The research, published in the journal Plasma Sources Science and Technology, shows that the pressure and
temperature ranges in the Martian atmosphere mean non-thermal plasma can be used to produce oxygen efficiently. “Sending a manned mission to Mars is one of the next major steps in our exploration of space. Creating a breathable
environment, however, is a substantial challenge,” said Vasco Guerra, from the University of Lisbon in Portugal.

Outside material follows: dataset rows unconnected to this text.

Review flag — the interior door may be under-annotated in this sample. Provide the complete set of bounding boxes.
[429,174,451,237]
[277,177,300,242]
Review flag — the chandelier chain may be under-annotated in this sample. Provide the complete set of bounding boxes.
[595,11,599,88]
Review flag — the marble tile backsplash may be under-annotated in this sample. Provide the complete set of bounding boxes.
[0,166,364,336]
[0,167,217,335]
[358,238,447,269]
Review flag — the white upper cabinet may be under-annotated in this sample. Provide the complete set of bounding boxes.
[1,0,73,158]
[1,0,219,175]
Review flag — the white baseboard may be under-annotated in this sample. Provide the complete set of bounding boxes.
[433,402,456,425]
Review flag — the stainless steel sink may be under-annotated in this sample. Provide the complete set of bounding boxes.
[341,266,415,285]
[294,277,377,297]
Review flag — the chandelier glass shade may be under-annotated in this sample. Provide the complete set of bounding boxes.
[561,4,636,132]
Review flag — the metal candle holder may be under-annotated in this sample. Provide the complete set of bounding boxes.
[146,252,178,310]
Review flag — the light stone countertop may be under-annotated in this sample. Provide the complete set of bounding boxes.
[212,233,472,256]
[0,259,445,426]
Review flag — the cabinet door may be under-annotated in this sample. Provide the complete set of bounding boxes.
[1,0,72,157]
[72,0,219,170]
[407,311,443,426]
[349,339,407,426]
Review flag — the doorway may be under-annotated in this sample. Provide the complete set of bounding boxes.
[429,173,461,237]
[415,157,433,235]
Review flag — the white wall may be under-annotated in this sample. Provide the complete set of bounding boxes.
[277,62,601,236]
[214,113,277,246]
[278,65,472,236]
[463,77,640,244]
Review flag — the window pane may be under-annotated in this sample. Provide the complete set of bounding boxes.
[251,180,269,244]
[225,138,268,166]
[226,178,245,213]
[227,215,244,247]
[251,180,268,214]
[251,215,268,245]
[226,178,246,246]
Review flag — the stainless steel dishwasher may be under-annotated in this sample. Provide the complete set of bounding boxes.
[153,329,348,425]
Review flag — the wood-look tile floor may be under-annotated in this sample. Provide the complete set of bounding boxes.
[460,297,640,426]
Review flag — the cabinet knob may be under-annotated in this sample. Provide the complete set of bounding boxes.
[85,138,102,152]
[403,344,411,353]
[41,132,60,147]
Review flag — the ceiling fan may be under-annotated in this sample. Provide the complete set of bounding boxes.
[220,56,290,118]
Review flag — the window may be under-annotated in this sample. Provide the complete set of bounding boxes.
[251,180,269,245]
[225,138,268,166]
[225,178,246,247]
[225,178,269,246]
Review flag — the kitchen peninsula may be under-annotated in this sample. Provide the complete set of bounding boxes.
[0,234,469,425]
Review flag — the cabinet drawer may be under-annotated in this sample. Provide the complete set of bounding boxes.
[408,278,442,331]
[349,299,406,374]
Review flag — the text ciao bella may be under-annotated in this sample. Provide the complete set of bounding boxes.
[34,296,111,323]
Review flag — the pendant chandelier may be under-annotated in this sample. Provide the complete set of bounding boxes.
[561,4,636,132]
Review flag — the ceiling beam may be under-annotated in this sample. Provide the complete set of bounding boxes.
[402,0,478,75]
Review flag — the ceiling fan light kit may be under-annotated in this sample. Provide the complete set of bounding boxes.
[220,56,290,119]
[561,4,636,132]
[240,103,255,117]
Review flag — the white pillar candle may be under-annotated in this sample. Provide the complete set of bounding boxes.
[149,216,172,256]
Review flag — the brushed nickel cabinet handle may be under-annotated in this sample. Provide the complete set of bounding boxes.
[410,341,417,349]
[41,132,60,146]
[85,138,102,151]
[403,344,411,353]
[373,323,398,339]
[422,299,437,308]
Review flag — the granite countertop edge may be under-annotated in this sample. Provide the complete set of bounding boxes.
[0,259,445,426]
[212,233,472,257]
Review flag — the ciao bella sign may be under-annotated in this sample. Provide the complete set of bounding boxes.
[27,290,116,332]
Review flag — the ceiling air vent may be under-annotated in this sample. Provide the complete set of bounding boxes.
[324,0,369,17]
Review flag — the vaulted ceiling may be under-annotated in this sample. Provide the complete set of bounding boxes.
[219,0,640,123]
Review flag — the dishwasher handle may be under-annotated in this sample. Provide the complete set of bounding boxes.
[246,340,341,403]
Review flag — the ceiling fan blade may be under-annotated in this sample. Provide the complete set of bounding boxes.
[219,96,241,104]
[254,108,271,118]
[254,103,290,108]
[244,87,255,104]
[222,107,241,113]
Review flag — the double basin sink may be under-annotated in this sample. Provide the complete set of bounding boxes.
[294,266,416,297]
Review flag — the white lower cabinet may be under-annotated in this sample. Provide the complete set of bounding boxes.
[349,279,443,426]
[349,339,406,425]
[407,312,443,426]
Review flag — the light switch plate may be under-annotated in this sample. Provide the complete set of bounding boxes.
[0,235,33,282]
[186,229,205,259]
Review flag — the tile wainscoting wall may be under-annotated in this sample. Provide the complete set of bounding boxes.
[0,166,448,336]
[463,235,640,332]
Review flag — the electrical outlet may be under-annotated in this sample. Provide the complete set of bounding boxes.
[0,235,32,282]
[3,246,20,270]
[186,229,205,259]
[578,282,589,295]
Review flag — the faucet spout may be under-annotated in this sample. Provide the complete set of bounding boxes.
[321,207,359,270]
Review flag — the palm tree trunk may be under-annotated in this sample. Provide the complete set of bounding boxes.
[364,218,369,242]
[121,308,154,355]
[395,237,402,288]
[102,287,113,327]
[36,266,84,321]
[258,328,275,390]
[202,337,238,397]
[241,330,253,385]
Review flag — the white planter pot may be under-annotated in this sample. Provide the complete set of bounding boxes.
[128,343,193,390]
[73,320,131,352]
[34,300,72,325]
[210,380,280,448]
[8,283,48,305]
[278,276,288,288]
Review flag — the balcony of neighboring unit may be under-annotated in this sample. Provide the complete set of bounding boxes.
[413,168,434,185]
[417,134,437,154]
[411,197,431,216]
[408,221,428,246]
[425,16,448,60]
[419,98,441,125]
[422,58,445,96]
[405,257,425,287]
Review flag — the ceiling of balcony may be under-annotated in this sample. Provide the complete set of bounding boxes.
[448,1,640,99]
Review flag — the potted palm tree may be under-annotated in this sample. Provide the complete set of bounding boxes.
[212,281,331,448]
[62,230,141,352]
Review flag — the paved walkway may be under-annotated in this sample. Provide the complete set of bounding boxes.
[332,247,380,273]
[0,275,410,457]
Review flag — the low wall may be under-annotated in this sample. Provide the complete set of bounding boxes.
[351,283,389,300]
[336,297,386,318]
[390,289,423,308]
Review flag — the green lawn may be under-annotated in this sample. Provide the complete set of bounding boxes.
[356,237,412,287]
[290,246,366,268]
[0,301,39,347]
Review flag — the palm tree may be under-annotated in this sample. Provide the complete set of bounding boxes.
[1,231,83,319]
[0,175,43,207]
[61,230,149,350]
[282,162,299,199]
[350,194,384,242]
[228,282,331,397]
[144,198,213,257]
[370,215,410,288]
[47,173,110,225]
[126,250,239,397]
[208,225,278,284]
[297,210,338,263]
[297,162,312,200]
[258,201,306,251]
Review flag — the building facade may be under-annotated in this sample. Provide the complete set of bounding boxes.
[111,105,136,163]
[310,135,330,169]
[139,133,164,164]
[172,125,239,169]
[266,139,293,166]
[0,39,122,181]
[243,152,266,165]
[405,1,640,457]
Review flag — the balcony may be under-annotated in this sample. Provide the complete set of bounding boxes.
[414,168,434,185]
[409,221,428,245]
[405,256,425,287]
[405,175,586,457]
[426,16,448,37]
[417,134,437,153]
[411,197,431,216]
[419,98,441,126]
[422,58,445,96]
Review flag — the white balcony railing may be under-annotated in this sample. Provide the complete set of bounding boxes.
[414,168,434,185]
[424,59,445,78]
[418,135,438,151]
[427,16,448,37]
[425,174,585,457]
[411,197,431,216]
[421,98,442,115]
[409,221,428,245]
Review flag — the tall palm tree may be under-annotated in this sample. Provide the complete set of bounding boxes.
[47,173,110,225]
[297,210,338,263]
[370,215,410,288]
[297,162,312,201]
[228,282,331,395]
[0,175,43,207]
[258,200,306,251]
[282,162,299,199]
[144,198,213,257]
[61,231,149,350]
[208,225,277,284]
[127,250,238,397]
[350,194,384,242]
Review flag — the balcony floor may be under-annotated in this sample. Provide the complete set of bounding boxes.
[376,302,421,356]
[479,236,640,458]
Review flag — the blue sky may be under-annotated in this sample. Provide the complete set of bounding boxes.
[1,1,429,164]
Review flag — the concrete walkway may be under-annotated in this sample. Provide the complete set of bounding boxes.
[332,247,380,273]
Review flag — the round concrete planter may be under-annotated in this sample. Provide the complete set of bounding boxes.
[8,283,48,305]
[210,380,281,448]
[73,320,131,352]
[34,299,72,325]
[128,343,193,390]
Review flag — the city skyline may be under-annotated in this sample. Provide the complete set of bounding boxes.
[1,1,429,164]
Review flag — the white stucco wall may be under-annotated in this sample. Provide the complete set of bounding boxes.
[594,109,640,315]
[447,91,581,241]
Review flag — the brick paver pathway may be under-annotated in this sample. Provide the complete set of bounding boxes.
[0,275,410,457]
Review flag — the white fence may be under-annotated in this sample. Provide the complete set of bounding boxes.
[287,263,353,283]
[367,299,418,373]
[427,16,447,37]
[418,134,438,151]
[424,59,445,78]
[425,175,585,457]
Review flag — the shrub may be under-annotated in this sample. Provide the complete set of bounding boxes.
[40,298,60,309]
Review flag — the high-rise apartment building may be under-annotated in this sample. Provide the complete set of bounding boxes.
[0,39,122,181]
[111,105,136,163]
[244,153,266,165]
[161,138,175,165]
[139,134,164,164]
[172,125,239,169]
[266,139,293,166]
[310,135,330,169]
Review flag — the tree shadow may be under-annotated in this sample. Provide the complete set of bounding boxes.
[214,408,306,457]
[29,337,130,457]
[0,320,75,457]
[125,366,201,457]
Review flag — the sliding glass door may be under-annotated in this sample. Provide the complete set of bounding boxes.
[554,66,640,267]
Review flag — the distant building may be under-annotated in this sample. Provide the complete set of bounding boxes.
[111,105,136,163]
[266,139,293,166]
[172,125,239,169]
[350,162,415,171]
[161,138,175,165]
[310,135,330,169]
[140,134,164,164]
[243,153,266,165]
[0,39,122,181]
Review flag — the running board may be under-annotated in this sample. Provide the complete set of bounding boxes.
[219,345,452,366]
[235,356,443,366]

“Plasma reforming of CO2 on Earth is a growing field of research, prompted by the problems of climate change and
production of solar fuels,” said Guerra. “Low temperature plasmas are one of the best media for CO2 decomposition – the split-up of the molecule into oxygen and carbon monoxide – both by direct electron impact, and by transferring electron energy into vibrational excitation,” he said.
Mars has excellent conditions for In-Situ Resource Utilisation (ISRU) by plasma. As well as its CO2 atmosphere, the cold surrounding atmosphere may induce a stronger vibrational effect than that achievable on Earth. The low atmospheric temperature also works to slow the reaction, giving additional time for the separation of molecules.

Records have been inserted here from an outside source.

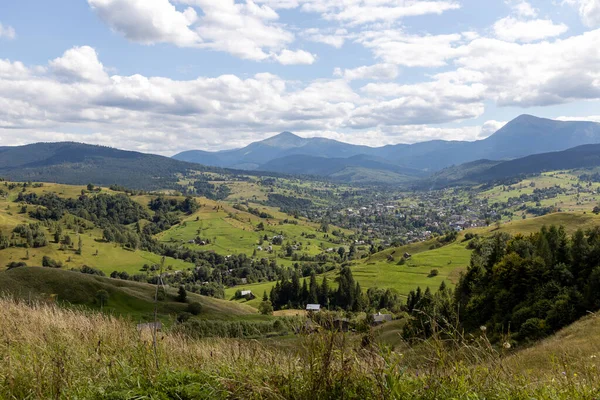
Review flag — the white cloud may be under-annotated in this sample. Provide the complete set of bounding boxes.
[0,46,499,153]
[273,49,316,65]
[0,23,16,40]
[302,28,348,48]
[352,80,486,126]
[356,30,467,67]
[49,46,109,83]
[506,0,537,17]
[299,0,461,26]
[445,30,600,107]
[333,64,399,81]
[493,17,568,42]
[88,0,200,46]
[88,0,311,64]
[565,0,600,27]
[556,115,600,122]
[479,120,507,138]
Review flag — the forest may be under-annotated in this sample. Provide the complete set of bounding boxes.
[404,225,600,343]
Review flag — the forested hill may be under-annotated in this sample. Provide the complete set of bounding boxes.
[0,142,222,191]
[470,144,600,181]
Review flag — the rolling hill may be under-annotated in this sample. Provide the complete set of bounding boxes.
[0,267,257,321]
[0,142,220,191]
[470,143,600,181]
[173,115,600,174]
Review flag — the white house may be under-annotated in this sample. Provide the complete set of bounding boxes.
[306,304,321,312]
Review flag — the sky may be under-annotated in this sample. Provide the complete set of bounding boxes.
[1,0,600,155]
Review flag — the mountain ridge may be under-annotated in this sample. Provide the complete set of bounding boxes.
[173,115,600,173]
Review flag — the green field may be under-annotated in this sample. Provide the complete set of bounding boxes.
[352,242,471,296]
[157,200,351,263]
[478,171,600,218]
[224,241,471,309]
[471,211,600,236]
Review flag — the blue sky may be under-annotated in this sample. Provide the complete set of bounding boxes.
[1,0,600,154]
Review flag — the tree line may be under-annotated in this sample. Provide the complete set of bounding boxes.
[404,225,600,342]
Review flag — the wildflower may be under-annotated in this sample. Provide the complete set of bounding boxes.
[591,355,597,359]
[574,373,578,378]
[503,342,511,349]
[480,326,487,332]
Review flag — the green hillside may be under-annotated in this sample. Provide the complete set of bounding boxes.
[0,267,258,322]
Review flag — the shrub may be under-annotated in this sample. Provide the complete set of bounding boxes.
[42,256,62,269]
[177,312,192,323]
[519,318,547,339]
[7,261,27,270]
[187,302,202,316]
[428,269,439,278]
[258,301,274,315]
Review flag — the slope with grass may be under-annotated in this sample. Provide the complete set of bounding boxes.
[157,199,352,263]
[224,241,471,309]
[471,211,600,236]
[0,267,258,322]
[1,292,599,398]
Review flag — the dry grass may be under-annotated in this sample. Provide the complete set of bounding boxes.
[1,296,600,399]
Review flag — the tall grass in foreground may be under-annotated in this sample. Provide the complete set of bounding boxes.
[0,296,598,399]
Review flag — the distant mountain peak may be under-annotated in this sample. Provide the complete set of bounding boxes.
[276,131,300,139]
[260,131,305,148]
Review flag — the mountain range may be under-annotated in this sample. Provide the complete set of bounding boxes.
[174,115,600,181]
[2,115,600,188]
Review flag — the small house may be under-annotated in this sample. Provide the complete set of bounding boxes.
[306,304,321,312]
[372,313,393,325]
[240,290,253,297]
[241,278,248,284]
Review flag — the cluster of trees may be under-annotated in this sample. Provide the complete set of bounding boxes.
[19,193,150,225]
[267,267,403,313]
[149,196,199,215]
[188,180,231,200]
[12,224,48,248]
[405,225,600,342]
[269,272,329,310]
[266,193,313,214]
[246,206,273,219]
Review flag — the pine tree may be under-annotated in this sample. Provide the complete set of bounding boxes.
[319,276,330,308]
[54,225,62,244]
[336,266,356,310]
[291,271,301,307]
[301,279,309,306]
[262,290,268,302]
[176,286,187,303]
[353,282,364,312]
[308,272,318,304]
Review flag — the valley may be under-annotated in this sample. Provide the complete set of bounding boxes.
[3,116,600,398]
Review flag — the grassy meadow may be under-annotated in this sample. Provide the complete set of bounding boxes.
[1,294,599,399]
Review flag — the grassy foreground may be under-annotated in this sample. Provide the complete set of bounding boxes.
[1,296,599,399]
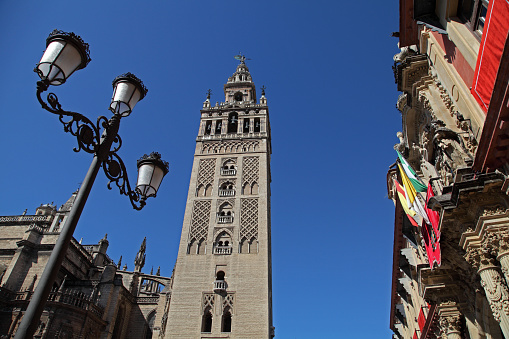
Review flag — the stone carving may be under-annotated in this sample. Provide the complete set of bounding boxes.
[432,125,472,186]
[134,237,146,272]
[197,159,216,187]
[242,156,259,187]
[240,198,258,244]
[159,293,171,338]
[481,274,509,322]
[482,206,507,217]
[439,314,462,337]
[202,293,214,312]
[201,140,260,154]
[189,200,212,244]
[394,132,406,153]
[223,292,234,313]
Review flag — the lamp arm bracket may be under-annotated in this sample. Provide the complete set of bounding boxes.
[36,81,103,154]
[102,151,146,211]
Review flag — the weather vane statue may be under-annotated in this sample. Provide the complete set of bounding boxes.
[234,53,251,64]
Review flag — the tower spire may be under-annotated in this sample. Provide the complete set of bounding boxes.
[134,237,146,272]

“The low temperature plasma decomposition method offers a twofold solution for a manned mission to Mars. Not only would it provide a stable, reliable supply of oxygen, but as source of fuel as well, as carbon monoxide has been proposed as to be used as a propellant mixture in rocket vehicles,” said Guerra.
“This ISRU approach could help significantly simplify the logistics of a mission to Mars. It would allow for increased self-sufficiency, reduce the risks to the crew, and reduce costs by requiring fewer vehicles to carry out the mission,” he said.